Standing with my husband in the road, I had walked him down to the edge of the property to show him the lilac buds I have been watching slowly grow. It’s mid morning, but grey and cool. More rain in the forecast. We are talking, and ambling back toward the house when we hear a hoarse crowing croaking noise. In tandem we look up and together see two very large dark birds flapping just above the tree tops over the creek. The circle closer, the slightly larger one banks and its white tail fans out, close enough to see the individual feathers, then I see its white head. “Bald Eagles!” I cry out, excitement surging through my veins. The slightly smaller one dips down, totters on air currents, and glides over us, its underside blotchy juvenile coloring readily apparent. How spectacular to see an adult and an immature bald eagle so close! We watch them circle out over the creek for many long minutes. They climb higher and start circling over the hillside too, ever enlarging circles, lazily flying and gliding higher and farther away. We watch until they are nothing but unidentifiable dark specks against the grey sky.
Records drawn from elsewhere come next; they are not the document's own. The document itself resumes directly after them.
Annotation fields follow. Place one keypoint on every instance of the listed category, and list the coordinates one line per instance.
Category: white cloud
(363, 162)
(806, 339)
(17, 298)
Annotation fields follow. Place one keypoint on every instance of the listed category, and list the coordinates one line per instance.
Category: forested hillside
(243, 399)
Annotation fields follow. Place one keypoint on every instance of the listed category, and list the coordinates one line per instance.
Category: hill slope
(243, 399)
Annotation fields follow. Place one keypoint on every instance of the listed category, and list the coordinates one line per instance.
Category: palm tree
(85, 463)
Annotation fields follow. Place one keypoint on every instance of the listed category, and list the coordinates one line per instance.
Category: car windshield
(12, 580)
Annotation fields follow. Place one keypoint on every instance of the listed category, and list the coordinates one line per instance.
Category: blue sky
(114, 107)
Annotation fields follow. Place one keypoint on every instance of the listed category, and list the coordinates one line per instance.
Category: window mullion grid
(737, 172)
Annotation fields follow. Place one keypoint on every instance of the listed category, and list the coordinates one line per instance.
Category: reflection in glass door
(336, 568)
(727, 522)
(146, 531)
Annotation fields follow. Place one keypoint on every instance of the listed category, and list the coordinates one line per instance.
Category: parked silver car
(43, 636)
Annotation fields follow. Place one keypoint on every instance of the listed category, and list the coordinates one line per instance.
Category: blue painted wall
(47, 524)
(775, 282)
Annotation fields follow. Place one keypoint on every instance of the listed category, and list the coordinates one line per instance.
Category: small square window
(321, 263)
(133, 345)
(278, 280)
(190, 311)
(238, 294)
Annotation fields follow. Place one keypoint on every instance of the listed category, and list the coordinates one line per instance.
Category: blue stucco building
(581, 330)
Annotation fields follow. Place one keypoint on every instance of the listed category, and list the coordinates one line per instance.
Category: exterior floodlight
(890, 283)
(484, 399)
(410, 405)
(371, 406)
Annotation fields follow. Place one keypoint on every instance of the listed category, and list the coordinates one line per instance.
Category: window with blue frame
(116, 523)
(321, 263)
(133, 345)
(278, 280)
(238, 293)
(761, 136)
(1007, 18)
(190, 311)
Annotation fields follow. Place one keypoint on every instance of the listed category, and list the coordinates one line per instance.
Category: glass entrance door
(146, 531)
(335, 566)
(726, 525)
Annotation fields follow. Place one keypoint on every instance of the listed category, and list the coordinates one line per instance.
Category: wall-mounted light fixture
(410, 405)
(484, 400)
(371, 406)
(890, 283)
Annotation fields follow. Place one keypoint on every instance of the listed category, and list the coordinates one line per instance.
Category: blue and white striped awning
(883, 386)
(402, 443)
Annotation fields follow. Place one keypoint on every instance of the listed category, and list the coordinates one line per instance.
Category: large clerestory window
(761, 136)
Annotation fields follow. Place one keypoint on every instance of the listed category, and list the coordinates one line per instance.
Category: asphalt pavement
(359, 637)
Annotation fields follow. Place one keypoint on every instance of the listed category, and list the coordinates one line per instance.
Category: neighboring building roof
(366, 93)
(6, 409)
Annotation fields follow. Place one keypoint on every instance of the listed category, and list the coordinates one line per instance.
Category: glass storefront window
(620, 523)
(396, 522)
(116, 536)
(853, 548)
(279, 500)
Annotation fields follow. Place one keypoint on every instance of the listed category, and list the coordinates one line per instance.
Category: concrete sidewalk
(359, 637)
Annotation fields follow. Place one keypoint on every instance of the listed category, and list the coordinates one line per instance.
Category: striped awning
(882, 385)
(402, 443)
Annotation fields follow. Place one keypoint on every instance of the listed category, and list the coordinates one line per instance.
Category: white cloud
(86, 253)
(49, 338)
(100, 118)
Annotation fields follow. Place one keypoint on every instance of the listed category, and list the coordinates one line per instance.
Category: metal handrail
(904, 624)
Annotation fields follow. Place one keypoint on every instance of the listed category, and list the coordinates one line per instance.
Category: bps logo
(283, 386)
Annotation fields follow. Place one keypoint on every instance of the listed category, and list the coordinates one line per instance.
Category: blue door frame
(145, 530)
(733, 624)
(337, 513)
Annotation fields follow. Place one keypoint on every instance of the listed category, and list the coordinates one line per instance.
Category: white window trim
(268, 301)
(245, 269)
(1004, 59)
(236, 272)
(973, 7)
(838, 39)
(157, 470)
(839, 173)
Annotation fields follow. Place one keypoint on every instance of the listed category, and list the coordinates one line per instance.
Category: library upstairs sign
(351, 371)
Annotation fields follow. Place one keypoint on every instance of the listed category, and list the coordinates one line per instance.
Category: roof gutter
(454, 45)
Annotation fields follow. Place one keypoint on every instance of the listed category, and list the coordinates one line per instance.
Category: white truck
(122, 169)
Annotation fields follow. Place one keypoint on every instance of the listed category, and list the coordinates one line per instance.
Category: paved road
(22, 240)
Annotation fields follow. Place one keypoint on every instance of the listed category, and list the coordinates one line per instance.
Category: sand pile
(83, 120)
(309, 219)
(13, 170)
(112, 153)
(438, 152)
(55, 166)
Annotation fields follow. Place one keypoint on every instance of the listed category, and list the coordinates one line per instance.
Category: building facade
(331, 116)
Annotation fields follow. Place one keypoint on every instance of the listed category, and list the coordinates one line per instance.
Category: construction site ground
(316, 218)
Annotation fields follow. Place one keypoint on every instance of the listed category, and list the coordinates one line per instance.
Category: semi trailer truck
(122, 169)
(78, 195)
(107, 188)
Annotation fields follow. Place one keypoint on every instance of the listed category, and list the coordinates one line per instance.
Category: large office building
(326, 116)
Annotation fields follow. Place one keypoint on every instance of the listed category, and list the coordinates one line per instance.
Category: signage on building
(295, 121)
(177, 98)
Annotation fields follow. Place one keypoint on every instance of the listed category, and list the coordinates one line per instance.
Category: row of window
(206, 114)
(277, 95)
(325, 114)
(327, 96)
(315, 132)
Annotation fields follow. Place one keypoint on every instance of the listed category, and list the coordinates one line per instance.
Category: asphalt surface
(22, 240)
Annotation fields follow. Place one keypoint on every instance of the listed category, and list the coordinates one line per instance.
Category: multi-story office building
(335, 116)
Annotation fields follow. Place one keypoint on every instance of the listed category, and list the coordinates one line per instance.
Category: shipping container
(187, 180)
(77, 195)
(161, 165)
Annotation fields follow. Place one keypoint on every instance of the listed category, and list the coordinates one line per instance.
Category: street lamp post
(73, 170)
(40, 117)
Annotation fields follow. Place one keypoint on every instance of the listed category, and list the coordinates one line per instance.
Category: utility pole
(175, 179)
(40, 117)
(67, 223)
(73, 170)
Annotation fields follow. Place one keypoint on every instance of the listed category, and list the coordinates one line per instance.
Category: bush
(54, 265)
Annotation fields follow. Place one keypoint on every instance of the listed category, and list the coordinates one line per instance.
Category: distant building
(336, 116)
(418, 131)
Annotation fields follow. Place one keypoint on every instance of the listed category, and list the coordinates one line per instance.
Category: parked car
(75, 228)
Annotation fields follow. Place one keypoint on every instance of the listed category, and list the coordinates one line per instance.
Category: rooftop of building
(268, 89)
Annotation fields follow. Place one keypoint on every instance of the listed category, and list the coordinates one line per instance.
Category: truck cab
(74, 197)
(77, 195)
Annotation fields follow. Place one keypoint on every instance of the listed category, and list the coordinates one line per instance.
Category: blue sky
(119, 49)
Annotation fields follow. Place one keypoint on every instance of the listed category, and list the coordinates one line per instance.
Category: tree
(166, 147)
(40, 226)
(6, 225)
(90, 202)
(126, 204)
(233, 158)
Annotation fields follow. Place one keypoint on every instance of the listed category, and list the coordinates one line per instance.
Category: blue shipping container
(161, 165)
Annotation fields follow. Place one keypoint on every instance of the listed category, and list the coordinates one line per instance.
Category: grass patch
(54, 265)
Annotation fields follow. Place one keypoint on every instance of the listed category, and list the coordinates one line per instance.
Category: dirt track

My husband and I were doing regular normal things that people do at home after work. The sun was setting over the western ridge across the hollow just as it does every evening. I happened to glance out the window and saw reflected in the car window pink and orange puffy clouds. I called out to Jonathan that a pretty sunset was happening and stepped outside on to the porch to watch. I often do this, because I enjoy Mother Nature’s magic show. I was settling into one of the rocking chairs when he came out too. We sat together, side by side, rocking gently on the chilly evening air, quietly watching the spectacular display of long sun beams stretching through cumulus and cirrus clouds throwing bright colors all over the sky. The sun dipped below the horizon, the colors grew fiercely intense, as if you could feel them , breath them in, and become a million incandescent shades of red and orange. A minute later the specter was all but gone! Blue grey sky, grey clouds, cold night creeping in. Smiling and peaceful we went back inside. Sharing this sunset together was the joyous highlight of our day!
One of the sweetest rituals of early spring/ late winter is maple sugaring. My husband and I met 18 years ago in a sugar house at an environmental education camp where I used to work, and we gave out local maple syrup at our wedding. Every year we tap a few trees on our small hill, and every afternoon we climb the hill to collect and carry the sap in 5 gallon buckets down to the porch where it boils in a lobster pot on a propane turkey fryer. One of the most wonderful sounds while collecting the sap happens just after emptying the small metal sap bucket and hooking it back on the spile. On a warm day following a freezing night the sap runs clear, strong, and steady. One drip at a time, falling from the end of the spile, rhythmically hitting the bottom of the bucket. Ping, ping, ping, ping. When you stand in the middle of 10 bare sugar maple trees that have just had their sap buckets emptied, there is faintly audible delicious chorus, filling the air with mesmerizing metallic music, tantalizing the ears, and exciting the taste buds. Ponk, ponk, ponk/ pling, pling, pling/ doink, doink, doink/ plunk…, plunk…, plunk…/ pank…, pank…, pank… Surrounded by dripping sap that will soon be homemade maple syrup: amber, sticky, naturally sweet. Perfect!